RASIM: a rank-aware separate index method for answering top-k spatial keyword queries

  • Authors:
  • Hyuk-Yoon Kwon;Kyu-Young Whang;Il-Yeol Song;Haixun Wang

  • Affiliations:
  • Department of Computer Science, Korea Advanced Institute of Science and Technology (KAIST), Daejeon, South Korea;Department of Computer Science, Korea Advanced Institute of Science and Technology (KAIST), Daejeon, South Korea;College of Information Science and Technology, Drexel University, Philadelphia, USA;Microsoft Research Asia, Beijing, China

  • Venue:
  • World Wide Web
  • Year:
  • 2013

Quantified Score

Hi-index 0.00

Visualization

Abstract

A top-k spatial keyword query returns k objects having the highest (or lowest) scores with regard to spatial proximity as well as text relevancy. Approaches for answering top-k spatial keyword queries can be classified into two categories: the separate index approach and the hybrid index approach. The separate index approach maintains the spatial index and the text index independently and can accommodate new data types. However, it is difficult to support top-k pruning and merging efficiently at the same time since it requires two different orders for clustering the objects: the first based on scores for top-k pruning and the second based on object IDs for efficient merging. In this paper, we propose a new separate index method called Rank-Aware Separate Index Method (RASIM) for top-k spatial keyword queries.
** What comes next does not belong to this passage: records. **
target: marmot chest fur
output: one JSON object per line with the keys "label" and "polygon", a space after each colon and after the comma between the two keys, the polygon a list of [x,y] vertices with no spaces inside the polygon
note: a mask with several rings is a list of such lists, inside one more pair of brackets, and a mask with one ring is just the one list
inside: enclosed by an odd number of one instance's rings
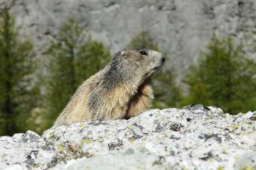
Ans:
{"label": "marmot chest fur", "polygon": [[165,60],[161,53],[147,49],[115,53],[108,65],[78,88],[54,125],[128,119],[147,110],[153,99],[150,77]]}

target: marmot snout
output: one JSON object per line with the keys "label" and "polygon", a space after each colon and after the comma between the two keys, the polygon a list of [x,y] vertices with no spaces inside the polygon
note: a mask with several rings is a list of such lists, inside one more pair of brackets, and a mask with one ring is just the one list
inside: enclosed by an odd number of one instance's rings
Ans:
{"label": "marmot snout", "polygon": [[78,88],[54,125],[88,120],[128,119],[150,108],[150,76],[165,59],[161,53],[139,48],[115,53],[110,63]]}

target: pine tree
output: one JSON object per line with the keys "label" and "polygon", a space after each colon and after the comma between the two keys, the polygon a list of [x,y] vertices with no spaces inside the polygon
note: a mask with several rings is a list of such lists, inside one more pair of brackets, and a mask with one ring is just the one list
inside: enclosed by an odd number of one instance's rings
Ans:
{"label": "pine tree", "polygon": [[187,75],[185,102],[216,105],[232,114],[256,110],[256,64],[242,48],[241,43],[234,47],[230,37],[213,38],[198,67]]}
{"label": "pine tree", "polygon": [[59,39],[51,43],[48,65],[50,76],[46,86],[46,128],[52,125],[78,86],[110,60],[109,48],[91,37],[69,18],[60,27]]}
{"label": "pine tree", "polygon": [[0,18],[0,136],[24,132],[26,117],[36,107],[31,85],[32,44],[20,38],[15,20],[4,9]]}
{"label": "pine tree", "polygon": [[[145,48],[159,51],[157,43],[148,31],[142,31],[136,35],[127,45],[128,47]],[[165,53],[166,56],[167,54]],[[174,69],[167,68],[166,63],[152,81],[155,99],[153,108],[163,109],[177,107],[181,100],[182,95],[180,87],[176,84],[176,75]]]}

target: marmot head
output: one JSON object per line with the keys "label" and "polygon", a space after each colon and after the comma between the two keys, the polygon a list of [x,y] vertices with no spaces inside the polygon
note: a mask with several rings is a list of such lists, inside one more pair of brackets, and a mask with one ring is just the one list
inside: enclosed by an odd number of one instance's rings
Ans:
{"label": "marmot head", "polygon": [[165,60],[163,54],[155,51],[136,47],[126,48],[114,55],[110,66],[118,71],[122,70],[123,75],[147,78],[158,71]]}

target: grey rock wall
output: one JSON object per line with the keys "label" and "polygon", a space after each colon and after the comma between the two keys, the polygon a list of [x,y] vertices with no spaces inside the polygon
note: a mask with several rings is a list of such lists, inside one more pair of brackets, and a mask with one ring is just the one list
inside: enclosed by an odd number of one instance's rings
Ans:
{"label": "grey rock wall", "polygon": [[[2,0],[32,39],[38,55],[58,38],[60,24],[74,17],[112,52],[126,47],[141,30],[150,32],[166,61],[184,73],[213,35],[242,39],[248,56],[256,32],[255,0]],[[254,35],[254,38],[256,38]]]}

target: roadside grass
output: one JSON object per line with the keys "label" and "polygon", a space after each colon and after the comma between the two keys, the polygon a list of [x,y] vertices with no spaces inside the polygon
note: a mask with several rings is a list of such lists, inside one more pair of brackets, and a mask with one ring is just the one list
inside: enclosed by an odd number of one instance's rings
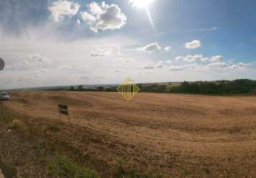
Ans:
{"label": "roadside grass", "polygon": [[80,166],[61,155],[56,155],[53,159],[48,160],[47,173],[54,177],[99,178],[97,172]]}
{"label": "roadside grass", "polygon": [[[69,154],[54,154],[59,152],[58,151],[63,150],[61,147],[53,149],[49,147],[47,140],[43,137],[44,135],[41,132],[35,134],[34,125],[28,124],[27,122],[23,120],[23,116],[8,109],[0,103],[1,114],[0,126],[1,122],[6,129],[14,131],[15,135],[24,135],[29,138],[26,140],[27,144],[31,145],[31,148],[35,152],[37,159],[35,164],[40,166],[41,171],[45,171],[45,174],[48,177],[67,177],[67,178],[99,178],[99,174],[91,169],[89,167],[81,165],[75,162],[74,159],[69,158]],[[44,128],[52,132],[57,132],[62,130],[61,127],[65,127],[65,123],[62,122],[54,122],[46,125]],[[43,129],[44,130],[44,129]],[[49,140],[48,140],[49,141]],[[61,152],[63,152],[61,151]],[[11,152],[11,154],[16,154]],[[54,155],[54,156],[52,156]],[[36,162],[36,161],[38,161]],[[152,174],[142,174],[133,167],[124,166],[124,162],[119,159],[117,164],[114,167],[114,173],[113,178],[162,178],[163,175],[161,172]],[[7,172],[7,169],[3,169],[3,172]],[[95,168],[95,167],[94,167]],[[35,170],[34,170],[35,171]],[[13,171],[12,171],[13,172]],[[16,174],[16,173],[15,173]],[[102,175],[104,177],[104,175]]]}
{"label": "roadside grass", "polygon": [[0,125],[11,122],[17,115],[0,103]]}
{"label": "roadside grass", "polygon": [[59,131],[59,128],[56,125],[48,125],[47,130],[52,132],[57,132]]}
{"label": "roadside grass", "polygon": [[133,167],[125,167],[122,159],[117,159],[115,178],[163,178],[164,175],[160,172],[152,174],[142,174],[136,171]]}
{"label": "roadside grass", "polygon": [[14,123],[9,127],[7,130],[11,130],[11,131],[22,131],[24,130],[24,127],[19,123]]}

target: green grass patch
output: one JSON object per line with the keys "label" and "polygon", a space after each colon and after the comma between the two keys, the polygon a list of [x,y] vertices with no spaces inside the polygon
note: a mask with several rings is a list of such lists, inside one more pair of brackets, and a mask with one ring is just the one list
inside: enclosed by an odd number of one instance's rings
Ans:
{"label": "green grass patch", "polygon": [[58,128],[56,125],[48,125],[47,130],[53,132],[57,132],[59,131],[59,128]]}
{"label": "green grass patch", "polygon": [[16,113],[9,110],[6,107],[4,106],[3,104],[0,103],[0,123],[10,122],[16,117],[17,117]]}
{"label": "green grass patch", "polygon": [[54,177],[98,178],[99,174],[82,167],[65,155],[56,155],[47,162],[47,172]]}
{"label": "green grass patch", "polygon": [[160,172],[154,172],[148,174],[140,174],[133,167],[126,168],[124,166],[122,159],[117,160],[116,172],[114,174],[116,178],[163,178],[163,174]]}
{"label": "green grass patch", "polygon": [[15,123],[11,126],[9,126],[7,129],[11,130],[11,131],[22,131],[24,130],[24,126],[18,123]]}

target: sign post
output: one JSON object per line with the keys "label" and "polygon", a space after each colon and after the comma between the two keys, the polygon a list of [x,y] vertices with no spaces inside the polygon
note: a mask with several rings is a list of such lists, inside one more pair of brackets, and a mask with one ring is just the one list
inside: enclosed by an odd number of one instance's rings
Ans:
{"label": "sign post", "polygon": [[68,106],[63,104],[58,104],[59,119],[61,119],[61,115],[66,115],[69,116],[69,123],[70,123],[70,117],[69,114]]}

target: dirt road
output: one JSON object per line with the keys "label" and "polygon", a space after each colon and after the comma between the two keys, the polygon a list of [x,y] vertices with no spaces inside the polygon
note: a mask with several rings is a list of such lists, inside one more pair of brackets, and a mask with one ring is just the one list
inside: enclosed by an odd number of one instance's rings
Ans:
{"label": "dirt road", "polygon": [[256,174],[255,96],[141,93],[127,102],[117,93],[10,95],[6,106],[35,117],[57,120],[57,103],[67,104],[73,123],[118,140],[147,169],[189,177]]}

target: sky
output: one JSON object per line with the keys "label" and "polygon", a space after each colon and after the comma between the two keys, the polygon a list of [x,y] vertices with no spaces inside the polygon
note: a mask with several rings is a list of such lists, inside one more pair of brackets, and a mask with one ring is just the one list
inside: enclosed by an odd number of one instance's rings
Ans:
{"label": "sky", "polygon": [[0,89],[256,79],[254,0],[1,0]]}

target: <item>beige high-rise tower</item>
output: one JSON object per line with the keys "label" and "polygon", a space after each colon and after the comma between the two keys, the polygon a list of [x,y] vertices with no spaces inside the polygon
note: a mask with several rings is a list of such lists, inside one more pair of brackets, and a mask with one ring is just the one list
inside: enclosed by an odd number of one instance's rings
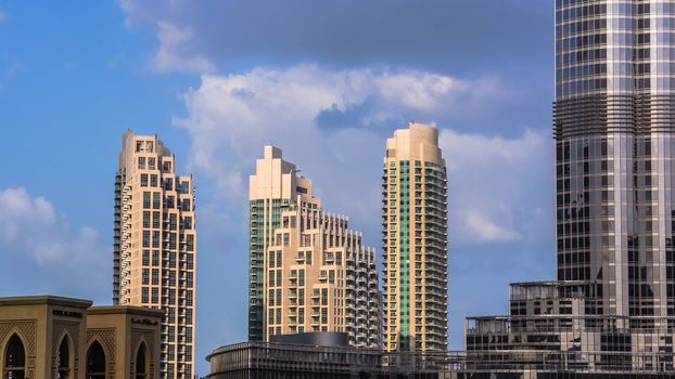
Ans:
{"label": "beige high-rise tower", "polygon": [[250,339],[338,331],[351,345],[381,345],[374,249],[324,213],[311,181],[265,147],[251,177]]}
{"label": "beige high-rise tower", "polygon": [[127,130],[115,175],[113,302],[160,309],[161,377],[194,376],[194,184],[156,135]]}
{"label": "beige high-rise tower", "polygon": [[438,131],[386,140],[382,177],[384,349],[447,350],[447,179]]}

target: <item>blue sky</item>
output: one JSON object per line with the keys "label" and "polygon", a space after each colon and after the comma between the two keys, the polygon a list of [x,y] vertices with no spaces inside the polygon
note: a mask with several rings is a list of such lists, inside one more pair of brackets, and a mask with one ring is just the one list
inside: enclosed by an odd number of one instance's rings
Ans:
{"label": "blue sky", "polygon": [[449,162],[450,348],[553,278],[552,2],[0,0],[0,296],[110,303],[122,133],[198,186],[199,373],[246,337],[246,185],[278,145],[380,249],[384,140]]}

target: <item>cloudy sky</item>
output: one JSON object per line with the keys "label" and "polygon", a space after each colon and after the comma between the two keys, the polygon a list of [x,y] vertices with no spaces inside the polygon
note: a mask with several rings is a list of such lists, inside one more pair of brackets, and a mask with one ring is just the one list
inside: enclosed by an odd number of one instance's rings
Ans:
{"label": "cloudy sky", "polygon": [[246,338],[246,186],[265,144],[380,248],[384,141],[449,162],[450,348],[552,278],[552,5],[543,0],[0,0],[0,296],[111,302],[122,133],[198,186],[198,362]]}

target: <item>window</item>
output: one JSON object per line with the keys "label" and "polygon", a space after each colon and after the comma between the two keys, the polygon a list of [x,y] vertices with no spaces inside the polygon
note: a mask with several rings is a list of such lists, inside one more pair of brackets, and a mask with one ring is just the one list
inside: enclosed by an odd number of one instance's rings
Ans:
{"label": "window", "polygon": [[[191,327],[186,328],[186,342],[192,343],[192,328]],[[190,349],[190,347],[188,347],[188,349]]]}
{"label": "window", "polygon": [[150,247],[150,231],[143,231],[143,247]]}
{"label": "window", "polygon": [[[145,232],[143,232],[145,233]],[[154,248],[158,248],[160,247],[160,232],[158,231],[153,231],[152,232],[152,247]]]}
{"label": "window", "polygon": [[150,227],[150,211],[143,211],[143,227]]}
{"label": "window", "polygon": [[188,291],[188,296],[186,297],[186,305],[192,306],[193,304],[192,291]]}
{"label": "window", "polygon": [[187,248],[187,250],[188,250],[188,251],[194,251],[194,235],[193,235],[193,234],[188,234],[188,235],[186,236],[186,238],[187,238],[187,241],[186,241],[186,244],[187,244],[187,247],[186,247],[186,248]]}
{"label": "window", "polygon": [[143,287],[141,289],[141,302],[142,303],[149,303],[150,302],[149,298],[150,298],[149,289],[148,289],[148,287]]}
{"label": "window", "polygon": [[176,249],[176,233],[169,233],[169,249]]}
{"label": "window", "polygon": [[182,211],[183,212],[189,212],[189,211],[192,210],[192,209],[190,209],[190,204],[191,204],[190,199],[183,199],[182,200],[181,207],[182,207]]}
{"label": "window", "polygon": [[160,196],[158,192],[152,193],[152,209],[160,209],[162,206],[162,196]]}
{"label": "window", "polygon": [[152,227],[160,228],[162,222],[162,214],[158,211],[152,212]]}
{"label": "window", "polygon": [[13,335],[4,350],[3,378],[24,379],[26,369],[26,351],[18,336]]}
{"label": "window", "polygon": [[150,193],[143,192],[143,209],[150,209]]}
{"label": "window", "polygon": [[93,341],[87,351],[87,379],[105,379],[105,352]]}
RASIM supports both top-k pruning and efficient merging at the same time by clustering each separate index in two different orders through the partitioning technique. Specifically, RASIM partitions the set of objects in each index into rank-aware (RA) groups that contain the objects with similar scores and applies the first order to these groups according to their scores and the second order to the objects within each group according to their object IDs. Based on the RA groups, we propose two query processing algorithms: (i) External Threshold Algorithm (External TA) that supports top-k pruning in the unit of RA groups and (ii) Generalized External TA that enhances the performance of External TA by exploiting special properties of the RA groups. RASIM is the first research work that supports top-k pruning based on the separate index approach. Naturally, it keeps the advantages of the separate index approach. In addition, in terms of storage and query processing time, RASIM is more efficient than the IR-tree method, which is the prevailing method to support top-k pruning to date and is based on the hybrid index approach. Experimental results show that, compared with the IR-tree method, the index size of RASIM is reduced by up to 1.85 times, and the query performance is improved by up to 3.22 times.